Description
Is your feature request related to a problem? Please describe.
I'm using hi_res
strategy for my PDF files because I need to extract all images and tables etc. and the PDF files have headers and footers that I wish to remove.
Normally it wouldn't be a problem because I'll just use the element.metadata.coordinates.points
to filter them out but in my documents the headers and footers have logos in it which makes it an Image
and partition_pdf()
will run OCR on it. And OCR is slow.
By specifying start/end coordinates, elements that are considered "outside" shall not go through OCR and thus saving time.
Describe the solution you'd like
Ability to specify start/end coordinates in partition_pdf()
function. Maybe it can be added to other partition functions as well.
Describe alternatives you've considered
I came across #2455 but it's for fast
strategy and it doens't allow manual constraints too.
Right now I need to wait for the partition_pdf()

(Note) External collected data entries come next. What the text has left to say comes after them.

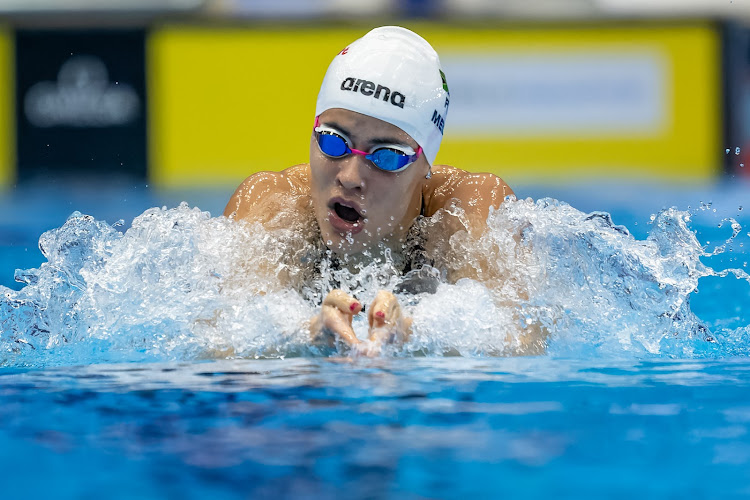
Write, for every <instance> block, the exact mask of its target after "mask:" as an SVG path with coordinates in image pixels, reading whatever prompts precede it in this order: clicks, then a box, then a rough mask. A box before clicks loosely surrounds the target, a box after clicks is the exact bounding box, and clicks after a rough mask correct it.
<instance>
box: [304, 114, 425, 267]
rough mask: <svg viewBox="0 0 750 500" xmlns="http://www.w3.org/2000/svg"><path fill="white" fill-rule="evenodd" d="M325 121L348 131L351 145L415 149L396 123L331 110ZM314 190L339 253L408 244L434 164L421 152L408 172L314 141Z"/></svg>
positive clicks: (325, 227) (373, 118)
mask: <svg viewBox="0 0 750 500" xmlns="http://www.w3.org/2000/svg"><path fill="white" fill-rule="evenodd" d="M320 124H321V125H325V126H327V127H330V128H333V129H336V130H338V131H340V132H342V133H343V134H344V135H345V136H346V137H348V138H349V140H350V141H351V142H352V144H351V147H353V148H354V149H359V150H361V151H370V150H371V149H372V148H373V147H375V146H377V145H379V144H398V145H404V146H409V147H411V148H412V149H413V150H415V151H416V150H417V149H418V147H419V146H418V145H417V143H416V141H414V139H412V138H411V137H410V136H409V134H407V133H406V132H404V131H403V130H401V129H400V128H398V127H396V126H395V125H391V124H390V123H387V122H384V121H382V120H378V119H377V118H372V117H370V116H366V115H363V114H360V113H356V112H354V111H348V110H344V109H329V110H327V111H325V112H323V113H322V114H321V115H320ZM310 170H311V174H312V175H311V179H310V192H311V196H312V201H313V205H314V210H315V218H316V219H317V221H318V224H319V225H320V230H321V233H322V236H323V241H325V242H326V243H327V245H328V247H329V248H330V249H331V250H333V251H334V252H336V253H358V252H362V251H364V250H367V249H368V248H373V247H375V246H377V244H378V243H379V242H381V241H382V242H384V243H385V244H386V245H388V246H390V247H393V246H394V245H396V244H398V243H400V242H402V241H403V240H404V238H405V236H406V233H407V232H408V231H409V228H410V227H411V225H412V223H413V222H414V219H415V218H416V217H417V216H418V215H419V213H420V210H421V204H422V188H423V186H424V184H425V182H426V179H425V176H426V175H427V172H428V171H429V164H428V163H427V160H426V159H425V157H424V154H422V155H420V157H419V159H417V161H415V162H414V163H412V164H411V165H409V167H408V168H406V170H403V171H401V172H397V173H392V172H385V171H383V170H380V169H379V168H377V167H376V166H375V165H373V164H372V163H371V162H370V161H369V160H367V159H366V158H365V157H364V156H361V155H349V156H345V157H343V158H329V157H327V156H325V155H324V154H323V153H321V152H320V149H319V148H318V144H317V142H316V140H315V134H313V136H312V139H311V141H310Z"/></svg>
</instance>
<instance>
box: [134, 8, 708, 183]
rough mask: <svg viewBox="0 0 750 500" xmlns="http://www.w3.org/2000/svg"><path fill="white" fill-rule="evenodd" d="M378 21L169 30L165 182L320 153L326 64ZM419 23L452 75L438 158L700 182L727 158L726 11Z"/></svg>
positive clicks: (160, 131) (159, 110) (495, 164)
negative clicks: (569, 18)
mask: <svg viewBox="0 0 750 500" xmlns="http://www.w3.org/2000/svg"><path fill="white" fill-rule="evenodd" d="M372 27H374V26H361V27H356V28H352V27H348V28H341V27H307V28H304V27H303V28H299V27H298V28H294V29H292V28H277V29H269V28H257V27H253V28H249V27H234V28H230V27H226V28H217V27H195V26H192V27H188V26H180V25H170V26H165V27H162V28H159V29H156V30H154V32H153V33H152V34H151V36H150V39H149V41H148V49H147V50H148V52H147V58H148V67H147V74H148V87H149V88H148V91H149V103H150V110H149V120H150V121H149V131H150V132H149V161H150V177H151V179H152V181H153V182H154V183H156V184H157V185H161V186H197V185H205V184H225V183H237V182H239V181H240V180H241V179H243V178H244V177H246V176H247V175H249V174H251V173H253V172H256V171H260V170H280V169H282V168H285V167H288V166H290V165H294V164H297V163H304V162H306V161H307V157H308V148H309V139H310V133H311V129H312V124H313V118H314V116H313V115H314V111H315V98H316V95H317V92H318V87H319V85H320V82H321V81H322V78H323V75H324V73H325V70H326V68H327V66H328V64H329V63H330V61H331V59H332V58H333V56H334V55H335V54H336V53H337V52H339V51H340V50H341V49H342V48H343V47H345V46H346V45H347V44H348V43H349V42H351V41H352V40H354V39H356V38H358V37H360V36H362V35H363V34H364V33H365V32H367V31H368V30H369V29H371V28H372ZM406 27H409V28H411V29H414V30H415V31H417V32H418V33H420V34H421V35H422V36H424V37H425V38H426V39H427V40H428V41H429V42H430V43H431V44H432V45H433V46H434V47H435V49H436V50H437V51H438V53H439V54H440V57H441V60H442V62H443V65H444V66H445V69H446V76H447V80H448V85H449V88H450V90H451V109H450V111H449V113H448V117H447V120H446V129H445V138H444V140H443V145H442V148H441V150H440V153H439V155H438V158H437V162H438V163H447V164H451V165H454V166H457V167H460V168H465V169H467V170H473V171H489V172H493V173H496V174H498V175H500V176H501V177H504V178H505V179H506V180H507V181H509V182H511V183H513V182H517V181H539V180H554V181H565V180H570V179H573V180H578V179H581V178H587V177H595V178H623V177H625V178H633V177H638V178H651V179H654V178H657V179H670V180H677V181H693V182H694V181H697V180H701V179H706V178H710V177H712V176H714V175H716V174H717V173H718V172H719V170H720V161H721V154H722V150H721V144H720V137H721V136H720V134H721V126H720V120H721V118H720V103H721V96H720V90H719V89H720V66H719V60H720V44H719V36H718V33H717V31H716V29H715V27H714V26H713V25H712V24H709V23H697V22H696V23H687V24H656V23H641V24H635V23H634V24H613V25H606V24H605V25H596V26H585V27H570V26H560V27H550V26H549V25H545V26H544V27H534V26H533V25H531V26H528V27H515V28H513V27H505V28H502V29H500V28H474V27H466V26H464V27H452V26H445V25H441V24H434V23H424V24H421V23H420V24H407V25H406ZM451 71H453V74H451Z"/></svg>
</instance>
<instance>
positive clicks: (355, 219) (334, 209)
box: [333, 202, 362, 223]
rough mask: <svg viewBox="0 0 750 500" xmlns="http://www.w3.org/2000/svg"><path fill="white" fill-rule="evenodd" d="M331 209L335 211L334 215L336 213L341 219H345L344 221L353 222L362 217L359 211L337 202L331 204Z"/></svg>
mask: <svg viewBox="0 0 750 500" xmlns="http://www.w3.org/2000/svg"><path fill="white" fill-rule="evenodd" d="M333 210H334V212H336V215H338V216H339V217H340V218H341V219H342V220H345V221H346V222H351V223H355V222H357V221H358V220H359V219H361V218H362V216H361V215H360V213H359V212H357V210H356V209H354V208H352V207H347V206H346V205H342V204H341V203H338V202H337V203H334V204H333Z"/></svg>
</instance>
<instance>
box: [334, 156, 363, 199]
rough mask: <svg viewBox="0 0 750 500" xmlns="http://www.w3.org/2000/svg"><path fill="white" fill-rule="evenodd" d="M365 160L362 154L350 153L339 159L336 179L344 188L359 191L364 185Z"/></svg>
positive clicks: (354, 190)
mask: <svg viewBox="0 0 750 500" xmlns="http://www.w3.org/2000/svg"><path fill="white" fill-rule="evenodd" d="M366 162H367V160H366V159H365V157H364V156H360V155H357V154H352V155H349V156H347V157H346V158H342V159H341V160H339V171H338V174H337V175H336V180H338V182H339V184H341V186H342V187H343V188H344V189H347V190H353V191H361V190H362V189H364V187H365V177H364V175H365V172H367V169H368V166H367V163H366Z"/></svg>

to finish and filter the header and footers out using element.metadata.coordinates.points
.
cleaned_elements = [
element
for element in elements
# Nuke the element even if 1 point is outside the cutcoord.
if all(
cutcoord_top < coord[1] < cutcoord_bottom
for coord in element.metadata.coordinates.points
)
and (start_page_number < element.metadata.page_number < stop_page_number)
]
Additional context
Nope.